Corinthians
If I speak with the languages of men and of angels, but don’t have love, I have become sounding bell or a clanging cymbal.
If I have the gift of prophecy and know all mysteries and all knowledge and if I have all faith so as to remove mountains but don’t have love I am nothing.
If I dole out all my goods to feed the poor and if I give my body to be burned but don’t have love it profits me not.
Love is patient and kind; love doesn’t envy. Love doesn’t brag, is not proud, it doesn’t behave itself inappropriately, doesn’t seek its own way, is not provoked, takes no account of evil; it doesn’t rejoice in unrighteousness, but rejoices with the truth; bears all things, believes all things, hopes all things, endures all things.
Love never fails. But where there are prophecies, they will be done away with. Where there are various languages, they will cease. Where there is knowledge, it will be done away with.

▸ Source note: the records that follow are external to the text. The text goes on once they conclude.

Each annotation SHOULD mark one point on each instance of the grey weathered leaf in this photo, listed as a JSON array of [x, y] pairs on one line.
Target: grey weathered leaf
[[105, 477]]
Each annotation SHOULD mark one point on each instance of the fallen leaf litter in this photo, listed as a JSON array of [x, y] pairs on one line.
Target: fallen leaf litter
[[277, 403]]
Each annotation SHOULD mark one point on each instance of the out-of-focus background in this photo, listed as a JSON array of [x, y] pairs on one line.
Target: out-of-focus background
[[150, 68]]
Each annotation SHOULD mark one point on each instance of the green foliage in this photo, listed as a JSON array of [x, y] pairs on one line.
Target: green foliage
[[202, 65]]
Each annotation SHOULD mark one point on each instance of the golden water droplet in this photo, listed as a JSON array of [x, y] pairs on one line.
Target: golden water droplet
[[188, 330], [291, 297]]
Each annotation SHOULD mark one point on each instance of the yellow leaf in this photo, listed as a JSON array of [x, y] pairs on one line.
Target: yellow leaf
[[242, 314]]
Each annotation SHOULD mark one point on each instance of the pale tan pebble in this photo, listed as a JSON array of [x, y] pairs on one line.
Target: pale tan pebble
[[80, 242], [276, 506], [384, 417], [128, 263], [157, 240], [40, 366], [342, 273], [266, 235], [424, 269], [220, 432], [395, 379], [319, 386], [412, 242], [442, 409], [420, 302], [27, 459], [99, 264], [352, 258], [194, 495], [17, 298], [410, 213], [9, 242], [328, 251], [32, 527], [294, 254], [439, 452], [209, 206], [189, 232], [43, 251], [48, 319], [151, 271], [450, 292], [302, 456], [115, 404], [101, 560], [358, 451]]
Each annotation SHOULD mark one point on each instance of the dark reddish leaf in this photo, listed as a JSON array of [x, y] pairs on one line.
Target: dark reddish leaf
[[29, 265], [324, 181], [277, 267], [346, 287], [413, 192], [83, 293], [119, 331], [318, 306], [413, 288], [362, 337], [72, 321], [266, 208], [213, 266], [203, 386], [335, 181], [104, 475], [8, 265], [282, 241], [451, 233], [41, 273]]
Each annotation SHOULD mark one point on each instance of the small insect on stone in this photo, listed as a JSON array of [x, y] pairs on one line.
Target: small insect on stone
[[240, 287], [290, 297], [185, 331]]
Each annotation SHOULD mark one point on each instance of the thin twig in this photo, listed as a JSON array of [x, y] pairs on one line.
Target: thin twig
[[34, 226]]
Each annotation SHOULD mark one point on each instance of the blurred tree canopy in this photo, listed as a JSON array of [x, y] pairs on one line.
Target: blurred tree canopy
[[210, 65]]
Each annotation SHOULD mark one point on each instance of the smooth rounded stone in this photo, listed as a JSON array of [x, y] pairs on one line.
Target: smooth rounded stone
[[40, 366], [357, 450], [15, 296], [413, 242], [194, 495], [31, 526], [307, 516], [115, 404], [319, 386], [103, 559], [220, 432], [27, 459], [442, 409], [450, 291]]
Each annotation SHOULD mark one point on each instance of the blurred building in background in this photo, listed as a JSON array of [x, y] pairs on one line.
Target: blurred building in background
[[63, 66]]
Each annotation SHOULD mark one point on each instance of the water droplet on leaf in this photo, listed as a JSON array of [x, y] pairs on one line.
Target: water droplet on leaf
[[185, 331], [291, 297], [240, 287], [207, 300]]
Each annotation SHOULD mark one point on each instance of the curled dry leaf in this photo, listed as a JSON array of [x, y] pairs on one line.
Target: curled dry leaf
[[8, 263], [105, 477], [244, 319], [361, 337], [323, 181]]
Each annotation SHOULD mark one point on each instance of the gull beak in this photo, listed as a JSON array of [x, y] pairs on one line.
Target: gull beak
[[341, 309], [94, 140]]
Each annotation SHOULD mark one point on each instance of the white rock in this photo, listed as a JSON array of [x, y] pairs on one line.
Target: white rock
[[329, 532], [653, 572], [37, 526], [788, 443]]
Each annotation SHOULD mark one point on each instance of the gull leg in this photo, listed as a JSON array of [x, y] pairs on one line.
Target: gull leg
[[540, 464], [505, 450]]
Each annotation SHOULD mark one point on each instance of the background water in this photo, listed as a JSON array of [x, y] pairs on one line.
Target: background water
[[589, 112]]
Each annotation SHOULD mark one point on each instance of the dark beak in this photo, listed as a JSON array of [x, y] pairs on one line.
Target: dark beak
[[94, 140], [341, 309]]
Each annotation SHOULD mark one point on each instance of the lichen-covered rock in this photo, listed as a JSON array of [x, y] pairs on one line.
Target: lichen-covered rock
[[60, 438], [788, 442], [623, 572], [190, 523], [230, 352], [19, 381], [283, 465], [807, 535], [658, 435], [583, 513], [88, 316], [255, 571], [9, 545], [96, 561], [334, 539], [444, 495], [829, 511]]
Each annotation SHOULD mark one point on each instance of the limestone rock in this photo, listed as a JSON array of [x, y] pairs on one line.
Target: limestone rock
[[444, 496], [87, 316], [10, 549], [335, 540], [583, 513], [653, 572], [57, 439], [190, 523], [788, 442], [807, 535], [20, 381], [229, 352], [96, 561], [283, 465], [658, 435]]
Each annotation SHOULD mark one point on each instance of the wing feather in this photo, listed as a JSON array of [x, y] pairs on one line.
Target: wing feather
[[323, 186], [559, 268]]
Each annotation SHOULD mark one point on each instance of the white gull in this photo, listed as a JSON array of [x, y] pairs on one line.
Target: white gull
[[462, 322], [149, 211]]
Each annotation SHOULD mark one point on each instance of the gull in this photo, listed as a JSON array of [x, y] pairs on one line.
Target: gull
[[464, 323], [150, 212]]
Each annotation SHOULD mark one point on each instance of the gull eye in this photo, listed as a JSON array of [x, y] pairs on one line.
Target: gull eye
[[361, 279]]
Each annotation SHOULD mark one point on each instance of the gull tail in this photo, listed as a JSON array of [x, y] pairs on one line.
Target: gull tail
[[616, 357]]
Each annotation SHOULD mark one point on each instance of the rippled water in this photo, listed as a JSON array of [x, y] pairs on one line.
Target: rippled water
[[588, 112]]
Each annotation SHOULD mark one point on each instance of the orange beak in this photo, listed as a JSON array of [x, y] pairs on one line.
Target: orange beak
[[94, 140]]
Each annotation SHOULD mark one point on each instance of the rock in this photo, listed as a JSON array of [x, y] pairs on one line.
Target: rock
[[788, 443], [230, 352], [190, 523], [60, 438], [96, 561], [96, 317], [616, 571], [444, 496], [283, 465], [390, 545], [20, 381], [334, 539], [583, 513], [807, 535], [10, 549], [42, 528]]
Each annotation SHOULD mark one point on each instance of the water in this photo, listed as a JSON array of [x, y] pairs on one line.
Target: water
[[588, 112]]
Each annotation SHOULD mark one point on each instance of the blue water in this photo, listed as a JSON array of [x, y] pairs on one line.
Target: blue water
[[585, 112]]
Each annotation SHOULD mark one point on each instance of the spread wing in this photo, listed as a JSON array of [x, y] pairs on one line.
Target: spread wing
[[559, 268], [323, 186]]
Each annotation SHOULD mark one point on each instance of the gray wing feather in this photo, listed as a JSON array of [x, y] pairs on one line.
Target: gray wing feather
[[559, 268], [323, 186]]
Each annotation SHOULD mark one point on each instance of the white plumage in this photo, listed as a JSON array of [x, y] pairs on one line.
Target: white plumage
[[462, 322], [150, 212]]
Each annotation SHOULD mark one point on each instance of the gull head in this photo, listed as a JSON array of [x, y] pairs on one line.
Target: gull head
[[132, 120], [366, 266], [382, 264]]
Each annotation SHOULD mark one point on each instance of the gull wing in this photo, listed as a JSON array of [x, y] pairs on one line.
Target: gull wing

For we know in part, and we prophesy in part; but when that which is complete has come, then that which is partial will be done away with.
When I was a child, I spoke as a child, I felt as a child, I thought as a child. Now that I have become a man, I have put away childish things. For now we see in a mirror, dimly, but then face to face. Now I know in part, but then I will know fully, even as I was also fully known. But now faith, hope, and love remain, these three. The greatest of these is love.